|
ORACLE9i Warehouse Builder 9.2
Data Quality
1.0 Name and Address
Cleansing
2.0 Match-Merge
3.0 Other Information
1.0 Name
and Address Cleansing
1.1 What is Name and Address Cleansing?
Name
and Address Cleansing is the group of transformations performed on data
containing individual and business names as well as domestic and foreign
addresses for the purpose of improving the quality of data.

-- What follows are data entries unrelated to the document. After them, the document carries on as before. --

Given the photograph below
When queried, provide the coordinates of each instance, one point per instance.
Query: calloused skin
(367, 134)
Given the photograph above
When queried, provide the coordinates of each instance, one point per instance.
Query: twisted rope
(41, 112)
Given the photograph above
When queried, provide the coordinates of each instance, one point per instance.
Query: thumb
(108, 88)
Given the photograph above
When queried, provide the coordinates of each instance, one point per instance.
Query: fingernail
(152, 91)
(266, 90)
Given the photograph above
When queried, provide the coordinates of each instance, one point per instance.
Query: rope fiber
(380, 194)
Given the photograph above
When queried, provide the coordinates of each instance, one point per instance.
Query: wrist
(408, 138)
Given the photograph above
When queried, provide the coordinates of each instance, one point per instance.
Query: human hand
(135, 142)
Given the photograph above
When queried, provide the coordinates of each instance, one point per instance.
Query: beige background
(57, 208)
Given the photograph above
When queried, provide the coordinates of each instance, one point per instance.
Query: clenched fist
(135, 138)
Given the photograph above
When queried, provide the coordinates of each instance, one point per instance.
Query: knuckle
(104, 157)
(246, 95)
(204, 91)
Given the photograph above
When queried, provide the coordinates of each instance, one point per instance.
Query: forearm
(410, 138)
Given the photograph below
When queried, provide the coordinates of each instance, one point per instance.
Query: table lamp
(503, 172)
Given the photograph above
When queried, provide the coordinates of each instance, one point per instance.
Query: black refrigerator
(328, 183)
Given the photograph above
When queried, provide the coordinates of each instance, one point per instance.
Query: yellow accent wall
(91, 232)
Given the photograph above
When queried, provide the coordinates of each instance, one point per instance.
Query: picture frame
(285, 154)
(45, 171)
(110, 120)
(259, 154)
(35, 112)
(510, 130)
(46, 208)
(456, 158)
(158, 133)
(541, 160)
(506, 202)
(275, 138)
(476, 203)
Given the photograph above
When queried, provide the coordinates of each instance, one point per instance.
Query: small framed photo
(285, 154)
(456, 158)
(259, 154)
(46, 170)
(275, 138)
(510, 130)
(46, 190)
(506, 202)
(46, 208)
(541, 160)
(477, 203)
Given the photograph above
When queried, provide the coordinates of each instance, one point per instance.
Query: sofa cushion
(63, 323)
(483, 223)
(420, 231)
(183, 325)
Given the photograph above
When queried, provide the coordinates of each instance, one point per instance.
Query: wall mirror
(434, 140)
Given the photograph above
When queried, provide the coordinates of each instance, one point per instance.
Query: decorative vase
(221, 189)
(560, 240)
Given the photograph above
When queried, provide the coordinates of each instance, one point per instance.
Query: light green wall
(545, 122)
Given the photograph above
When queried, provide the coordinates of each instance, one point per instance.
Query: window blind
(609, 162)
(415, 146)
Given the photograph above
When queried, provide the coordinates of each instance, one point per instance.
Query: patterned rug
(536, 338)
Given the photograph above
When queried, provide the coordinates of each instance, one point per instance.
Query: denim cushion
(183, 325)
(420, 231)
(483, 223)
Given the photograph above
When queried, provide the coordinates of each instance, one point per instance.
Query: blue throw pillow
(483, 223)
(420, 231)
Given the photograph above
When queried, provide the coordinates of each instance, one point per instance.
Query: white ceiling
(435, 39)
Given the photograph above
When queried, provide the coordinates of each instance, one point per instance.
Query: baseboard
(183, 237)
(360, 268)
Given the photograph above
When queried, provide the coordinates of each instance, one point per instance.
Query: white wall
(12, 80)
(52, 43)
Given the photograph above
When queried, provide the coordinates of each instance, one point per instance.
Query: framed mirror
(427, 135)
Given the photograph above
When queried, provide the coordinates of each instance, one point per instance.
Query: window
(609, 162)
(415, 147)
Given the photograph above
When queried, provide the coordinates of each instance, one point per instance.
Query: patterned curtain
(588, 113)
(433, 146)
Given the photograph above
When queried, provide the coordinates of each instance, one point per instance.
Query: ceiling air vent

Such transformations
are usually referred to as parsing,
standardization, correction and augmentation:
- Name/address parsing is the breakdown of non-discrete
input into discrete name or address components.
- Name/address standardization is the modification of
components to a standard version acceptable to a postal service or
suitable for record matching.
- Postal correction involves matching an input address
with postal database entries to verify and/or correct an address.
- Augmentation adds derived information to the data,
such as gender based on name, or collection of census and geo-location
data
1.2 How is Name and Address Cleansing accomplished in Warehouse
Builder?
Name and
address cleansing in Warehouse Builder is a built-in transformation
and is integrated into the ETL functionality as Name and Address Operator.
Name and Address Operator offers the full range of transformations for
name and address data: parsing, standardization, correction and augmentation.
At the design time this wizard-driven operator is used to model Name
and Address rules inside Warehouse Builder. At runtime, the deployed
Name and Address transformations transparently access parsers and data
provided by the third-party vendors.
1.3 What is Oracle9i Pure Name and Address?
Oracle9i Pure
Name and Address is the prior implementation of Name and Address cleansing,
based on bundling a single third-party vendor software. Pure Name and
Address ended with Warehouse Builder 9.0.4 and is no longer available.
1.4 What is the current architecture of Name and Address cleansing in
Warehouse Builder?
Warehouse
Builder users now have a choice of multiple certified third-party data
quality vendors. The use of Name and Address Operator at the design
time does not change in any way. However, at runtime Warehouse Builder
transparently accesses adaptors build by the third party vendors and
the data they supply.
1.5 How are Name and Address components of Warehouse Builder installed?
Warehouse
Builder Name and Address Server is installed automatically as part of
Warehouse Builder server side install. Third-party adapters and data
are installed separately by following the vendors’ own installation
programs or scripts. Warehouse Builder becomes aware of their location
through the use of environment variables and property files modified
by third-party installation programs automatically.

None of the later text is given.